Community Relations Specialists (formerly called Community Liaisons, currently sometimes shortened as CommRelS or CRS) serve the Wikimedia Foundation, contributors and readers by supporting teams within the Wikimedia Foundation Product department. We focus on collaboration and communication about product development, user-facing product changes and roll-outs. In some circumstances, we assist on other priority projects with special needs for collaboration with Wikimedia volunteers.

Who we are

Below we present our assignments. Some of them are presented with the respective Medium-term Plan priorities.

Core

We mostly support department and organization priorities, sometimes sharing the following duties with other staff as appropriate and agreed:

  • Participating in their planning process providing community perspectives and risk assessments.
  • Designing communication plans for activities targeting Wikimedia communities.
  • Drafting and posting information (from announcements to bulletins) and/or reviewing messages authored by others.
  • Watching project-specific channels in time-sensitive project phases.
  • Organizing calls for community feedback.
  • Turning user feedback into bug reports or actionable tasks in major project phases.
  • Facilitating conversations and meetings with the communities.

Contact us

Resources

Background

The Wikimedia Foundation hired its first community liaison in May 2011 (Maggie Dennis), in the since-dissolved Community Department. The initial role of the community liaison was to be a point of contact between Wikimedia community members and the Wikimedia Foundation and to answer general questions about the Foundation and internal processes. Over the course of the following year this job description transitioned away from liaison to Community Advocacy (which subsequently evolved into the Trust & Safety team).

In October 2011, Product hired its first community liaison with a focus on communications between product managers and developers (Os Keyes). An additional four community liaisons were brought aboard within the Product Department in June 2013 in order to communicate changes to community stakeholders during the roll-out of VisualEditor (Patrick Earley, Erica Litrenta, Keegan Peterzell, Sherry Snyder), and another was added in August 2013 to facilitate communication on Echo and Flow (Nick Wilson). The "Community Engagement (Product)" team was formally launched in June 2014, after its first director (Rachel DiCerbo) was hired. Two more people joined in 2015 (Benoît Evellin, Johan Jönsson) and 2016 (Chris Koerner) The team was renamed Community Liaisons in early 2016. The team was then merged with Developer Relations to become the Technical Collaboration team, with a new manager (Quim Gil).

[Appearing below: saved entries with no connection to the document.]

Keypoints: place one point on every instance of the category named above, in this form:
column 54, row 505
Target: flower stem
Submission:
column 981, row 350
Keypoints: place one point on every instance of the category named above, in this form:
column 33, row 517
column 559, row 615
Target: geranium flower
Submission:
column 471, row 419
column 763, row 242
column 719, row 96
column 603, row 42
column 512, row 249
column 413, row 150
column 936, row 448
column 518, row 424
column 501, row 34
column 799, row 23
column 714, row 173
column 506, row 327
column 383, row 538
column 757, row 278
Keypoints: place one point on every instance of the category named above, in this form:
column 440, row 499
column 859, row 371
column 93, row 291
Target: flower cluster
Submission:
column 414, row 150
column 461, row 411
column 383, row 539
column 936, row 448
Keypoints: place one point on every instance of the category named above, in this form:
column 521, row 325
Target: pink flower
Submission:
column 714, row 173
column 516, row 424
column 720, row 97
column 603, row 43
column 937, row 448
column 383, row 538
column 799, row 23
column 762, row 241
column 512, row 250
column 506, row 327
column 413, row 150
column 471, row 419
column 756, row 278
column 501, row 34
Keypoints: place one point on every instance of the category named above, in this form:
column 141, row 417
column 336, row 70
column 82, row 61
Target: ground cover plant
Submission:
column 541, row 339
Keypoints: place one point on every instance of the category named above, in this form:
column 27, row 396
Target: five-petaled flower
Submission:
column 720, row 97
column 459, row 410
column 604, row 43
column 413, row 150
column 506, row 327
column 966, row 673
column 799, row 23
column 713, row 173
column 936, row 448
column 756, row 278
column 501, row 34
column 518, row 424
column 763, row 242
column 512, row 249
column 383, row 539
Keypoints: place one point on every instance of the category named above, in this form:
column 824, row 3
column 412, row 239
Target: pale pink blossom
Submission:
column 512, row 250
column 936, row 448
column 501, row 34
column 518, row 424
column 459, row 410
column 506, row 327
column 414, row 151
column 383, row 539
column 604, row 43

In 2018, in response to the newly defined movement strategy, most of Developer Relations transferred to the newly created Developer Advocacy team in the Technology department. The Community Liaisons became Community Relations Specialists and formed a sub-team in the newly created Community Relations team, with an expanded mission. With the late 2019 dissolution of the Community Engagement department, the Specialists sub-team were split off to join the Product department, and their former ComRel colleagues joined the Communications department. In early 2020 a new part-time teammate was hired to work on the Desktop Improvements project (Szymon Grabarczuk). In the beginning of 2021, three more CRS (Sandister Tei, Uzoma Ozurumba, and Luca Martinelli) joined. During 2021, what had started as part-time contractors for one team was built out into a subteam for department-wide support, and in 2022 Johan Jönsson was formally made team manager for the Product Ambassadors. In 2022, another two CRS joined the team (Amal Ramadan and Benedict Udeh), as well as program manager Rosa Zamora.